We lost a few jobs in the Reagan Bush era and finally got into property management. It just was not meant for me to own a home.
I put my name on a class action lawsuit. I am still checking to find a mortgage company for this house but to tell you the truth... the Freedom of owning your own home is a pipe dream for many who can't afford lawyers to sue. People who get their kicks from others misfortunes...prey and I don't mean pray. Right now I don't see how people who work hard, try to save and scrimp and barely get by will ever accomplish a lot financially. I tell my kids this but I know deep down it is probably a lie. We live day to day and as I opened Alan Grayson's email quoting a line from Network that said, " I am mad as hell and ain't taking it anymore".... The memories flooded.

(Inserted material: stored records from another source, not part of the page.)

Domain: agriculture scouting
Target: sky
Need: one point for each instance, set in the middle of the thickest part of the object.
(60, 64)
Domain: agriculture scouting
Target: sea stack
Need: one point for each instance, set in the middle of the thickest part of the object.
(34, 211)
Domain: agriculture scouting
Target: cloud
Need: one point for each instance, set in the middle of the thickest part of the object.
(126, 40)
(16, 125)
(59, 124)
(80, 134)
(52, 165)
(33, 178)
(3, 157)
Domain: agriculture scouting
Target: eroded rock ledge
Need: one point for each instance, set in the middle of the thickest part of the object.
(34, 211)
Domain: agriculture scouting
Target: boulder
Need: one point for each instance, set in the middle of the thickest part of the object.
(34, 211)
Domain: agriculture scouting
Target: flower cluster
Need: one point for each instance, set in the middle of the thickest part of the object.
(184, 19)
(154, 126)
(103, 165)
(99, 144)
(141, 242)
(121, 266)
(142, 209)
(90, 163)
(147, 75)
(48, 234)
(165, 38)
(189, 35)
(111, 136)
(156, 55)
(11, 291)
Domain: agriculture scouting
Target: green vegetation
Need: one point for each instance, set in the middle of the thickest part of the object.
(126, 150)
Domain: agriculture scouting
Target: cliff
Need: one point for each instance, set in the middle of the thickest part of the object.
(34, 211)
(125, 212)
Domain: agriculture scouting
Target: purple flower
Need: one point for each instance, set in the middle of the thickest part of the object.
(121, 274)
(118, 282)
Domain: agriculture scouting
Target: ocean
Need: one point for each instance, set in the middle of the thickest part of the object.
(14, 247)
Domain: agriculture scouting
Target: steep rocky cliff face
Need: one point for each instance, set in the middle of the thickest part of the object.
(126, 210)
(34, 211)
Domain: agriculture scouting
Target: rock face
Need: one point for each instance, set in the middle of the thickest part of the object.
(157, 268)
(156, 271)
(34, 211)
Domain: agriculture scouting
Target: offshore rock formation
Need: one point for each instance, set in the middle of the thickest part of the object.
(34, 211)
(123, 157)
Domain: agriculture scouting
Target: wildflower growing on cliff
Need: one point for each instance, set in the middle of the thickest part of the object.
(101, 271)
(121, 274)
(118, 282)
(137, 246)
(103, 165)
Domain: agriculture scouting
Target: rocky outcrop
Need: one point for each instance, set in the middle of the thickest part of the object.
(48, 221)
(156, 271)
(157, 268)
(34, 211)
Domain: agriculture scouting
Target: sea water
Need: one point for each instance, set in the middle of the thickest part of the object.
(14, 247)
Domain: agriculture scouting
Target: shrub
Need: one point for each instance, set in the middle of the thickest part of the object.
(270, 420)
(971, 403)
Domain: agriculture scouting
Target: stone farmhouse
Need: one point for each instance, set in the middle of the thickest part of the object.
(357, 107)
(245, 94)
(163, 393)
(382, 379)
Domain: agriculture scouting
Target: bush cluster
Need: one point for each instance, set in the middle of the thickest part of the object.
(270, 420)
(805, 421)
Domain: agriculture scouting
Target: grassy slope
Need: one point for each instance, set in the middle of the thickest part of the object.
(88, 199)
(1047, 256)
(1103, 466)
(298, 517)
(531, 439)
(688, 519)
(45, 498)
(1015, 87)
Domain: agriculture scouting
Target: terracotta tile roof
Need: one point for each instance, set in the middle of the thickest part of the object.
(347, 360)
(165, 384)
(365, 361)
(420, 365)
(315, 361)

And that as they say is the rest of the story of people who try as hard as they might to accomplish and face sickness, and all sorts of mayhem yet struggle to just get by no matter what the one percent think. It is just a pipedream for many. Disappointments to far too many.
We have to change our wills because we don't have a house in our name to leave behind. We do pay the taxes here. That is how bad I wanted out of Ga. I hate Georgia with a passion. I know Florida will change when this idiot governor is gone.
Guess what, we are exempt from taxes but no matter it is in our contract and I got a nice roof over my head. One never really own anything. Doesn't matter if you lose a piece at a time or in one big chunk.. Loss is Loss. So if you are down and out over about to lose or have lost ...trust me ... you are not alone.
Peace out OPOL.. I get where you are coming from with your move to Costa Rica.